(This book cannot be returned.)
This volume of primary sources brings together letters, memoirs, petitions, tracts, and stories related to religion and reform around the globe from the fifteenth through the eighteenth centuries.
The common subject of the sources is the Reformation, and these texts demonstrate the themes and impacts of religious reform in Europe and around the globe. Scholars once framed the Reformation as a sixteenth-century European dispute between Protestant and Catholic churches and states, but now look expansively at connections and entanglements between different confessions, faiths, time periods, and geographical areas. The Reformation coincided with Europeans' expanding reach across the globe as traders, settlers, and colonists, but the role that religion played in this drive has yet to be fully explored. These readings highlight these reformers' engagements with Judaism, Islam, Buddhism, and indigenous spirituality, and the entanglement of Christian reform with colonialism, trade, enslavement, and racism.

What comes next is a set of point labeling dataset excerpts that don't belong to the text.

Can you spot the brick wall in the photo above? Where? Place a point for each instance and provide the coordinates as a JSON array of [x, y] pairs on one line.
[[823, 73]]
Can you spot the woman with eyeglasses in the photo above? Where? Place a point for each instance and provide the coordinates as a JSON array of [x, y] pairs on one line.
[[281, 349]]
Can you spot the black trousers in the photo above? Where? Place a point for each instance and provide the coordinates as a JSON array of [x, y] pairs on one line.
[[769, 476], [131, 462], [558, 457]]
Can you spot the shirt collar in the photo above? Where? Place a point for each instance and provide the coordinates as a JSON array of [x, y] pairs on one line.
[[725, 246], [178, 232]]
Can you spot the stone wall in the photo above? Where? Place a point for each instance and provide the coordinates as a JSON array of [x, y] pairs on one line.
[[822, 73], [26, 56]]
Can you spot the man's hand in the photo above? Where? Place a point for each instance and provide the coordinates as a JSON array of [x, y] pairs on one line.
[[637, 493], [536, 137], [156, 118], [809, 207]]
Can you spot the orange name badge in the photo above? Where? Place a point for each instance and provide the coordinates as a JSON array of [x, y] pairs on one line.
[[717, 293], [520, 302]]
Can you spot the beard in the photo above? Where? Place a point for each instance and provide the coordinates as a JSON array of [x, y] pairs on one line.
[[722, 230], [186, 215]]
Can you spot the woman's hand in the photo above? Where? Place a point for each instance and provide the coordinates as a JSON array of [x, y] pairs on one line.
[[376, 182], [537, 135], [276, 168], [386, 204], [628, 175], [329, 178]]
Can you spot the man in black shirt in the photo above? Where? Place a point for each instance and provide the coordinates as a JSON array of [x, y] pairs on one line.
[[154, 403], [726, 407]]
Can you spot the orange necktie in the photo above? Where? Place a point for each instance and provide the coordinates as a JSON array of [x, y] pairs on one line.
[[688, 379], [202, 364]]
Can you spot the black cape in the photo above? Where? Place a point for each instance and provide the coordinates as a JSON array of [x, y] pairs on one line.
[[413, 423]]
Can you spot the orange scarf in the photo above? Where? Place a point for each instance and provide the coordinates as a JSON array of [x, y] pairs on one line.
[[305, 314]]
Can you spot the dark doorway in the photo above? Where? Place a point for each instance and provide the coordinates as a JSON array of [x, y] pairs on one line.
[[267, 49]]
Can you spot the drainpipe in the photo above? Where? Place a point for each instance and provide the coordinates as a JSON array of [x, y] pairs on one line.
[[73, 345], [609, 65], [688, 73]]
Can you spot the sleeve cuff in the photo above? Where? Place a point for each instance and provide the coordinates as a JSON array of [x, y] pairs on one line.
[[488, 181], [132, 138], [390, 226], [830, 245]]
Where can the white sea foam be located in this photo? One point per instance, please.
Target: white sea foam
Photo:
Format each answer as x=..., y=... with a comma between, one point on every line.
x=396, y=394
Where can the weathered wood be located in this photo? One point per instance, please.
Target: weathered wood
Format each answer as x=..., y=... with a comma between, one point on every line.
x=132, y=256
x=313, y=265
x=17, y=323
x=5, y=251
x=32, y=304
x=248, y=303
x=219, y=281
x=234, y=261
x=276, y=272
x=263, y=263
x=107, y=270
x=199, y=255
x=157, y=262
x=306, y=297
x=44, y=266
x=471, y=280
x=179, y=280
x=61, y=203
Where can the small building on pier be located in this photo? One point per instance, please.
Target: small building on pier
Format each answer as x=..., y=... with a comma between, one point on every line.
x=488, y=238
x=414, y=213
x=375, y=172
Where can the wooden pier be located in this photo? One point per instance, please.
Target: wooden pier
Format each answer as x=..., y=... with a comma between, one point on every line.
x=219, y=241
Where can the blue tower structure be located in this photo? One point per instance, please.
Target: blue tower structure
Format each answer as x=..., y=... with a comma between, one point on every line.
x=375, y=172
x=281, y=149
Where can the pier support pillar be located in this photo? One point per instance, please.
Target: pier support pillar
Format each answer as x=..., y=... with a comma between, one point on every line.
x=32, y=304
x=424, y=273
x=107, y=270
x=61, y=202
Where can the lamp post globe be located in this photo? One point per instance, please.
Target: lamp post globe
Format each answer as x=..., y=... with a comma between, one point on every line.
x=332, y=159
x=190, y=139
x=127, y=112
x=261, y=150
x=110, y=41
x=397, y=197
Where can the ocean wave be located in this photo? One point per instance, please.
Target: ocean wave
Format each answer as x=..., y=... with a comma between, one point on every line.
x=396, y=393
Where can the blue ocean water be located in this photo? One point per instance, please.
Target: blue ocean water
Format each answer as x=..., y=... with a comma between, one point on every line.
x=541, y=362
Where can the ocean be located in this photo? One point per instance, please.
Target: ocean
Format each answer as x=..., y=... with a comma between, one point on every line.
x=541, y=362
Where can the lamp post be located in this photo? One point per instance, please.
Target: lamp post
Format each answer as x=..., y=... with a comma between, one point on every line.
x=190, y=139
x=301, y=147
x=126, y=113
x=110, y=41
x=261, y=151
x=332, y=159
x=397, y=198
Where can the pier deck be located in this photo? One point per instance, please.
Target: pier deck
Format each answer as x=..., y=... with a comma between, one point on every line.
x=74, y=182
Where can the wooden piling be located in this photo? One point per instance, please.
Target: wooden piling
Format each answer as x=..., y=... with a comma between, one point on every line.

Offering a sustained, comparative, and interdisciplinary exploration of religious transformations in the early modern world, this collection of primary sources is invaluable to both undergraduate and postgraduate students working on theology, the Reformation, and early modern society.
About the Author
Nicholas Terpstra is Professor of History at the University of Toronto. He works at the intersections of gender, politics, charity, and religion in early modern Italy, focusing on civil and uncivil society, religious refugees, and the digital mapping of early modern social realities and relations.